De toda a família Rodrigues-Antunes, Ana Rodrigues foi a mais denunciada e com maior gravidade por criptojudaísmo e desrespeito. Muitos costumes da matriarca e de sua família foram denunciados ao Inquisidor-geral Heitor Furtado de Mendonça, como práticas de jejuns, bençãos e lutos judaicos, orações com guaias, respeito aos dias santos dos hebreus, guardar dias sagrados, não comer certos tipos de alimentos, como: frutos do mar e carne de porco, transmitir as cerimônias judaicas aos descendentes. A presença dos filhos, netos e sobrinhos nas acusações mostra a complexidade do criptojudaísmo na família Rodrigues-Antunes, principalmente quando percebe-se como algumas tradições foram filtradas e algumas práticas foram abandonadas através do próprio processo de aculturação da qual os cristãos-novos estavam submetidos. Assim como o restante de sua família, Ana Rodrigues depôs para Heitor Furtado de Mendonça na tentativa de aliviar as culpas impostas pelo inquisidor. Usou sua dissimulação, procurou confundir o inquisidor, negava coisas que antes havia afirmado, mudava seu depoimento e alterava sua idade de 80 anos para 86 e para 110 anos. Seu teatro, no entanto, não convenceu ao inquisidor, foi presa e enviada para Lisboa, onde foi enjaulada e ficou incomunicável. Ana Rodrigues morreu no cárcere, o que não a livrou de ser processada, teve sua memória amaldiçoada, seu corpo desenterrado e queimado e recebeu um quadro retratando seu corpo sendo queimado.
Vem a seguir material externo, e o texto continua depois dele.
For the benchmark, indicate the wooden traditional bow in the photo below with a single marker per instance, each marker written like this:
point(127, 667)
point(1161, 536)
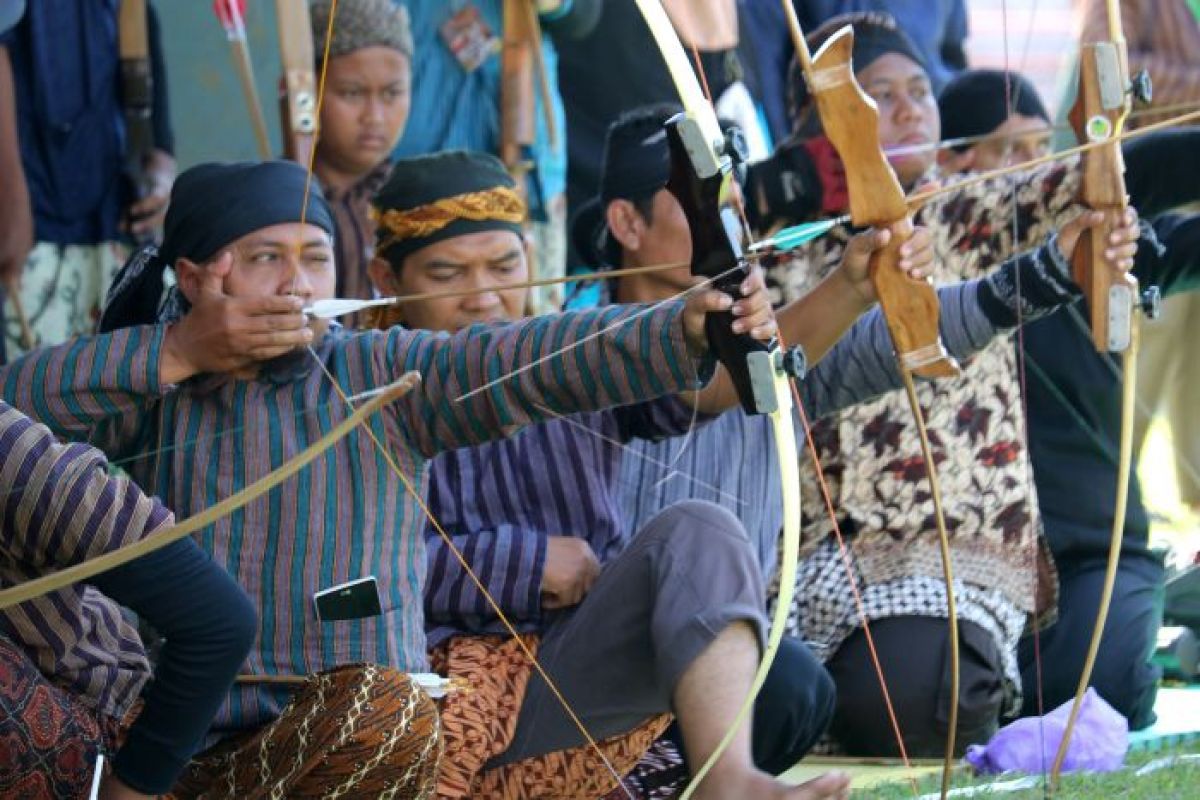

Este quadro foi colocado na sinagoga particular da família Rodrigues-Antunes nas terras baianas de Matoim como um lembrete aos demais Cripto-judeus que ousassem ir contra a fé católica.[5][13]

Presa e enviada para Lisboa, em 1593, onde seria julgada, Ana Rodrigues faleceu dois meses depois nos cárceres da Inquisição, não chegando a ouvir a sentença que a condenou à morte na fogueira quase uma década depois. Postumamente, em 1604, a sua memória foi amaldiçoada e os seus ossos desenterrados e incinerados.[4][14]

Ana Rodrigues Antunes, teve ainda queimada sua Efígie, uma espécie de retrato pintado para a ocasião, envolto com figuras demoníacas e pendurada dentro da sinagoga que construiu junto com o seu primo-marido em suas terras.[15]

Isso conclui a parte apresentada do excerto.